Am 23. Oktober 1871 teilte Ernst Schering der Öffentlichkeit mit, daß er seine chemisch-pharmazeutische Fabrik in eine Aktiengesellschaft überführt habe. Obwohl die entsprechenden Dokumente schon vorher unterzeichnet waren, betrachtet das heute weltweite Unternehmen diesen Tag als sein Gründungsdatum.

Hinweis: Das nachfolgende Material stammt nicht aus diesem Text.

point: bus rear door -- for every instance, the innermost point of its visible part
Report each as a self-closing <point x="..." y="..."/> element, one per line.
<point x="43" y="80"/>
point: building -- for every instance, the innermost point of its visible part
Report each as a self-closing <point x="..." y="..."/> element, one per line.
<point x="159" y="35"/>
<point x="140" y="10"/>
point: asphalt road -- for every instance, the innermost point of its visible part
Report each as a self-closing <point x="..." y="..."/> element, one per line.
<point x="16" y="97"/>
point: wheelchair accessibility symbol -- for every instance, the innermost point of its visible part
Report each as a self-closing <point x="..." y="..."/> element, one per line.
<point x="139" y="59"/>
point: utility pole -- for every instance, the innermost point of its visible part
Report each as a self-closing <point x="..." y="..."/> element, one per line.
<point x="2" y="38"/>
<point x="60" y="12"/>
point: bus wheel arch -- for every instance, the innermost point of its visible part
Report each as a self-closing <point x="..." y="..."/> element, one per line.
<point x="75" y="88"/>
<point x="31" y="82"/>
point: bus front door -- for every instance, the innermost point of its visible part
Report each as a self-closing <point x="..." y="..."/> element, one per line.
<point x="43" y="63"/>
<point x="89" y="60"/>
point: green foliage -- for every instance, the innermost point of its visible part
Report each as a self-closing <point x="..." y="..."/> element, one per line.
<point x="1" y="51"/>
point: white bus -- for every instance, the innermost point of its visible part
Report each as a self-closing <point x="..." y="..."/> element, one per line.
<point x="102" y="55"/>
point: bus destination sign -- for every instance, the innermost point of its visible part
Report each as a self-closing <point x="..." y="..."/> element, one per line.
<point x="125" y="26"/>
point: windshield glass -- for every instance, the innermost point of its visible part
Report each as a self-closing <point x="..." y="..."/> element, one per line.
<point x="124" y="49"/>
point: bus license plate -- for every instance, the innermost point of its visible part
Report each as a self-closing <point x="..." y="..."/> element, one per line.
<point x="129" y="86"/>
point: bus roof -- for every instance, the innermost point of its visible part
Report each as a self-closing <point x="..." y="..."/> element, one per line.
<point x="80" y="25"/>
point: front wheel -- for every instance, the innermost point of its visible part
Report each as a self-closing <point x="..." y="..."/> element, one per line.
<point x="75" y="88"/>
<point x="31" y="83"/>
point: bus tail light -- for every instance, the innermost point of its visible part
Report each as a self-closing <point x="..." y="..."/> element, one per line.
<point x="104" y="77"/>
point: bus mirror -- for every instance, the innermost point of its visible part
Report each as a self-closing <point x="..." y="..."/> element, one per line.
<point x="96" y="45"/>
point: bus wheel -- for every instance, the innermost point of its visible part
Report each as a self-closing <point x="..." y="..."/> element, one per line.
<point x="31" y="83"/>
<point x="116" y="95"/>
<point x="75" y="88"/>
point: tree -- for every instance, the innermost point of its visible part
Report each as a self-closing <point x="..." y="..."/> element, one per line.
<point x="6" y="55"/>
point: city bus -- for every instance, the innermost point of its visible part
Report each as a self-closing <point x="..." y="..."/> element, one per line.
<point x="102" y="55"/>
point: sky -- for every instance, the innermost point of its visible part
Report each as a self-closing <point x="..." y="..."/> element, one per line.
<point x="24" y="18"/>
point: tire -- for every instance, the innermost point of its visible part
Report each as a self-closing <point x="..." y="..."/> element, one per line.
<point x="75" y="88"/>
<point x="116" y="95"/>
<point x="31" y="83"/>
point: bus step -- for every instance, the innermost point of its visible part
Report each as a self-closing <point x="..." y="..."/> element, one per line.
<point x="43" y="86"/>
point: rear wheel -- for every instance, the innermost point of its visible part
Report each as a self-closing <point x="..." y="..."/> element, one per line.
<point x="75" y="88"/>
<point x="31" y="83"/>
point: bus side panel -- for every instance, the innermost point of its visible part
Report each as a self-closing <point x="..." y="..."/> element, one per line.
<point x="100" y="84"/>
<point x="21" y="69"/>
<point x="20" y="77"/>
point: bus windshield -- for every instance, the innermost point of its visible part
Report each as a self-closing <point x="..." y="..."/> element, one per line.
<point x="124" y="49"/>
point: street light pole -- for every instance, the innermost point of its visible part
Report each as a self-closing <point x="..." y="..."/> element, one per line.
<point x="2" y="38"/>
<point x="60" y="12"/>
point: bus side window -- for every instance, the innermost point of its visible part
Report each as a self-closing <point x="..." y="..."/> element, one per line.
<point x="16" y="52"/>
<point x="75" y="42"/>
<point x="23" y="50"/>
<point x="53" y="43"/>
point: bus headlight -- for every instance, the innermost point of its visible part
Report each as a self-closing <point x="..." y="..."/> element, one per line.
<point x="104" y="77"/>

     Als sich Ernst Schering im Herbst 1871 zu diesem Schritt entschloß, folgte er sowohl einem Trend als auch den Zwängen der Zeit. Denn die gewaltigen Geldsummen, die dem soeben aus der Taufe gehobenen deutschen Kaiserreich nach dem siegreichen Krieg als Kontributionen aus Frankreich zuflossen, die Reichsgründung selbst und andere Faktoren hatten einen Gründerboom ohnegleichen ausgelöst. Dieser steigerte sich vor allem in Berlin, das nun zur Kaiser- und Reichshauptstadt avanciert war und dadurch mancherlei Vorteile genoß, zu einem wahren Gründerfieber. Sehr viele Berliner Unternehmen gingen - sofern sie es nicht schon waren - zu Aktiengesellschaften über, um mit größerem Kapital expandieren zu können. Gleichzeitig schossen in Gestalt von

Aktiengesellschaften Neugründungen wie Pilze aus der Erde, von denen sich nicht wenige bald als reine Spekulationsobjekte erwiesen. Diese Situation bot natürlich auch Ernst Schering die Chance, sein solides Unternehmen durch Kapitaleinlagen von Aktionären beträchtlich zu erweitern. Dabei empfand er seinen Aufstieg vom einfachen Apotheker zum Begründer und Namensgeber einer großen Aktiengesellschaft als nahezu schwindelerregend.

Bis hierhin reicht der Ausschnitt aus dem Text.